We have had a series of successful meeting with faculty and administrators at Oglala Lakota College (OLC). We have met with Dr. Deig Sandoval and Jason Tinant at the OLC Center for Science and Technology. We also have met with Dr. Thomas Shortbull, the President of OLC, and the Director of the He Sapa OLC center in Rapid City, Shirley Lewis. Today we are meeting with the Director of the OLC Nursing Program in Pine Ridge, Joan Nelson.
OLC is a decentralized campus. The administrative headquarters are not in Rapid City, as you may expect, but outside off Kyle, SD. Kyle is on the Pine Ridge Reservation about an hour and change southeast of Rapid City. OLC has fourteen college centers throughout Pine Ridge Reservation, Cheyenne River Reservation, and Rapid City. It is not uncommon for students and faculty to travel more than 100 miles round trip to take or teach a course. When we met with Dr. Shortbull he explained that the philosophy of OLC was to bring the education and classes to the Lakota instead of requiring them travel to a larger town for the classes. Given the great distances between college centers however, there is still quite a bit of traveling involved, even though it takes place on the reservation. We have come away from our meetings with OLC representatives with hope and plans for the future.

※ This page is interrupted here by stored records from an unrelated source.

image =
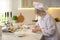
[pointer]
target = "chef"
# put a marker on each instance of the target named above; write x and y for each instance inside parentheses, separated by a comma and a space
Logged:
(46, 23)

We then went to the town of Pine Ridge. While Melanie attested to the fact that there has been growth in the area since she was last here, 15 years ago, to me it was run down, poorer than poor, and isolated. We stopped at a small coffee shop called Higher Grounds and bought a cup of coffee, and popped into the post office for some stamps. I have decided to spend my money, when possible, on the reservation. They need it here.
We then took a quick cruise down into White Clay, Nebraska. White Clay is just over the state line from the Pine Ridge Reservation; they have a population of about 11 people but sell upwards of 4 to 5 million cans of beer a year. Alcohol is banned on the Pine Ridge Reservation because of severe alcoholism and the problems which follow along with it. So instead, people head down to White Clay, from the reservation, to drink. There were maybe five buildings on each side of the street, all selling alcohol. All the buildings had people lying outside of them, or sitting on the sidewalk. People were squatting in abandoned houses, passed out alongside the street. The town, and the people selling the alcohol surely know they are ruining the lives of many on the reservation, yet it continues to happen. It was the most disturbing sight I have witnessed in a long time.
The reservation has tried to sue the town of White Clay to have them stop selling alcohol, but have not been able to get anywhere. Here is an excerpt from an article from the NY Times earlier this year: “Half the population over 40 on Pine Ridge has diabetes, and tuberculosis runs at eight times the national rate. As many as two-thirds of adults may be alcoholics, one-quarter of children are born with fetal alcohol spectrum disorders, and the life expectancy is somewhere around the high 40s — shorter than the average for sub-Saharan Africa. Less than 10 percent of children graduate from high school.” http://www.nytimes.com/2012/05/10/opinion/kristof-povertys-poster-child.html
I will end on that today. Two worlds – one with educational promises and one with ruined lives.